According to information disclosed when the company received multiple institutions for research visits at the end of January 2026, the CGM product is currently accelerating type testing and clinical-related work in China.
Unlike peers that simply sell hardware, Ji’an Health positions CGM as a key hardware entry point in its core strategy—the “O+O” new model for diabetes diagnosis, treatment, and care. This model has been rolled out in 50 cities and 424 hospitals nationwide, managing 366,000 diabetes patients; in the United States, it has covered 74 clinics and about 21,000 patients. Data show that the diabetes patients’ rate of meeting glycosylated hemoglobin targets has risen from roughly 30% at baseline to over 60%.
However, because there are differences between chronic-disease management among people in China and the U.S., the future performance of this business may not be as optimistic as expected.

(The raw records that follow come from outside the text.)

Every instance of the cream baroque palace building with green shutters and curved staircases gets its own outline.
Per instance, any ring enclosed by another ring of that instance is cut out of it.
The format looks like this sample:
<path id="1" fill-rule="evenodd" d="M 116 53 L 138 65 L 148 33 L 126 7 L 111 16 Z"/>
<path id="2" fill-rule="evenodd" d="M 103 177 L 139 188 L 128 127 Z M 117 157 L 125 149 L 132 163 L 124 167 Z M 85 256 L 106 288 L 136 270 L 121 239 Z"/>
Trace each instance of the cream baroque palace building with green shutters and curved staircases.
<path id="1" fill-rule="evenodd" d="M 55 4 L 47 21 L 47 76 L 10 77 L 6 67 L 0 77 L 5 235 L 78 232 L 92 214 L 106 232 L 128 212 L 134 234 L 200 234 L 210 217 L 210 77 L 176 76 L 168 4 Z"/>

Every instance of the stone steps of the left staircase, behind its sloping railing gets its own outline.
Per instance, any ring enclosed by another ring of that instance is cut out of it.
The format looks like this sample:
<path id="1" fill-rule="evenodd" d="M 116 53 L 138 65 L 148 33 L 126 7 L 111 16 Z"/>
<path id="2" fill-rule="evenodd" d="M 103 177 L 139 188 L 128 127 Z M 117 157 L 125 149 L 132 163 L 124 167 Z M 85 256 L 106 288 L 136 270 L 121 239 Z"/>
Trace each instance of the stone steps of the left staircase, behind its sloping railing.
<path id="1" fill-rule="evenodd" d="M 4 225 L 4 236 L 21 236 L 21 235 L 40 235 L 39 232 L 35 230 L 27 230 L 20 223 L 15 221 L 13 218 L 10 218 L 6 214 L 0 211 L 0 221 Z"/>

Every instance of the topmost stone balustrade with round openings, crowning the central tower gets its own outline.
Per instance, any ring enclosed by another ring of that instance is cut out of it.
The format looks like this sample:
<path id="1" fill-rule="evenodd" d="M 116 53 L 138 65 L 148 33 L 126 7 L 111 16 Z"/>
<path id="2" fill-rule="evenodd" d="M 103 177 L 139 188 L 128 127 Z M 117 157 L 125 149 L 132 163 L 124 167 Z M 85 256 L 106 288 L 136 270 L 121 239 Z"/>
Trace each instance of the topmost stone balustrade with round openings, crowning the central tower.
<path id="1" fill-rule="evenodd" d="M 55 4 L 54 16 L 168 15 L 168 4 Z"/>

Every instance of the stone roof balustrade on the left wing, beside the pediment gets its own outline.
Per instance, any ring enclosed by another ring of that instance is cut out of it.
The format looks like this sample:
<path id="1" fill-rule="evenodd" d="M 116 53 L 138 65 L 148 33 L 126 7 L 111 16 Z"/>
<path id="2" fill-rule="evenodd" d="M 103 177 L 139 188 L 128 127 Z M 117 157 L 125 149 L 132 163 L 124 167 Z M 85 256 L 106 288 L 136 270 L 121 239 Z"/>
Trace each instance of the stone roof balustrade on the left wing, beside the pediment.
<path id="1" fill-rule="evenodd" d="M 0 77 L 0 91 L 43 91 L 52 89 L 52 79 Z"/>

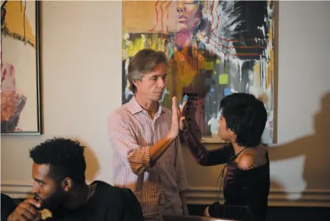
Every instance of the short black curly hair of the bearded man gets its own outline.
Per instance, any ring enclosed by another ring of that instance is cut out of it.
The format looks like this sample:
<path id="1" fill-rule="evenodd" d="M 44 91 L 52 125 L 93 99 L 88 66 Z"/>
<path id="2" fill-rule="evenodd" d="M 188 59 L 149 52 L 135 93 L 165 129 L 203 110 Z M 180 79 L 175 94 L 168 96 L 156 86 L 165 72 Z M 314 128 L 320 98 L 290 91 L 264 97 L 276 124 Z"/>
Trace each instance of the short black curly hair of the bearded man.
<path id="1" fill-rule="evenodd" d="M 71 178 L 75 184 L 85 183 L 85 146 L 78 141 L 52 138 L 30 150 L 30 158 L 36 164 L 49 164 L 50 177 L 60 182 Z"/>

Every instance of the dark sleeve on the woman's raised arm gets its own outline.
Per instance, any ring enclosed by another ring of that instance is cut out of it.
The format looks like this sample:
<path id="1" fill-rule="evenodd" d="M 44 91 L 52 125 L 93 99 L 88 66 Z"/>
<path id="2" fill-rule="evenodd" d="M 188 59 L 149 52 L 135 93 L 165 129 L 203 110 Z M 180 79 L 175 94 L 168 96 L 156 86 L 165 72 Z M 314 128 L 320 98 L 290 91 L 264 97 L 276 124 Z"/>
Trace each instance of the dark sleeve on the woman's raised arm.
<path id="1" fill-rule="evenodd" d="M 190 129 L 183 132 L 182 135 L 184 140 L 186 140 L 189 150 L 200 165 L 220 165 L 230 160 L 232 151 L 229 145 L 223 145 L 223 147 L 214 150 L 207 150 L 199 140 L 196 139 L 196 136 L 193 135 Z"/>

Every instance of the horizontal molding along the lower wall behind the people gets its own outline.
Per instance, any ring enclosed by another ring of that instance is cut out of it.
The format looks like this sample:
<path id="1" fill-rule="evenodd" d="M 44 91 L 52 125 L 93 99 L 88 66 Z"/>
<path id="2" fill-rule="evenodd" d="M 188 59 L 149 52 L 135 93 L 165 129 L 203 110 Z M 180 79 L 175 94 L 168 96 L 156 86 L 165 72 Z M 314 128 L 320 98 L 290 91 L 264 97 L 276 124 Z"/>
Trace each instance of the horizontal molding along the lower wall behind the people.
<path id="1" fill-rule="evenodd" d="M 31 194 L 31 183 L 1 181 L 1 192 L 12 198 L 24 198 Z M 209 205 L 216 200 L 214 187 L 190 187 L 186 193 L 187 202 L 191 205 Z M 220 194 L 222 196 L 222 193 Z M 297 198 L 297 200 L 288 200 Z M 220 197 L 220 201 L 223 198 Z M 268 205 L 283 207 L 330 207 L 329 190 L 270 190 Z"/>

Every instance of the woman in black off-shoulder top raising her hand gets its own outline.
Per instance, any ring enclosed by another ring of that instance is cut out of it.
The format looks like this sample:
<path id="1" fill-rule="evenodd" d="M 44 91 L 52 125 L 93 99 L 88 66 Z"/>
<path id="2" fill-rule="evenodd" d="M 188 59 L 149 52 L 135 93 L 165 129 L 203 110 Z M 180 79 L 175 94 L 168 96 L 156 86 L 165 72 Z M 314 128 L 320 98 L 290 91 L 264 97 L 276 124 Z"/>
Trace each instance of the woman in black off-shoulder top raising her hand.
<path id="1" fill-rule="evenodd" d="M 199 143 L 192 131 L 194 128 L 184 117 L 180 121 L 183 137 L 200 165 L 225 164 L 219 178 L 228 168 L 223 180 L 225 207 L 215 202 L 207 208 L 206 214 L 228 219 L 265 220 L 270 192 L 270 160 L 261 143 L 267 121 L 265 106 L 250 94 L 233 93 L 220 102 L 220 111 L 218 132 L 229 144 L 214 150 L 207 150 Z"/>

Yuan Shuai believes that regarding the “O+O” model for diabetes management, the crux of why long-term chronic disease management in China is hard to make profitable lies in the lack of payment mechanisms and the break in user habits. At present, chronic disease management in China relies heavily on patients paying out of pocket, with no closed-loop commercial health insurance system like in the U.S. As a result, high-frequency care services cannot be converted into high, continuous revenue. Ji’an Health tries to build trust through in-hospital visits and then redirect it to out-of-hospital management. Although the logic is internally consistent, it faces major drawbacks in implementation, such as high walls at public hospitals, difficulties in data interoperability, and challenges in quantifying patients’ adherence to medical instructions after leaving the hospital. To truly make the model work, the key is not in technical methods, but in whether there is a feasible entry point within the existing medical insurance reimbursement system or corporate supplementary medical insurance. Otherwise, the idea of driving services simply by selling hardware is extremely unlikely to escape the profit trap of high input and low output.
In the future, whether Ji’an Health can truly chart a sustainable path of growth amid the tug-of-war between “hot premium” and “valuation discount,” Huaxia Times reporters will continue to follow closely.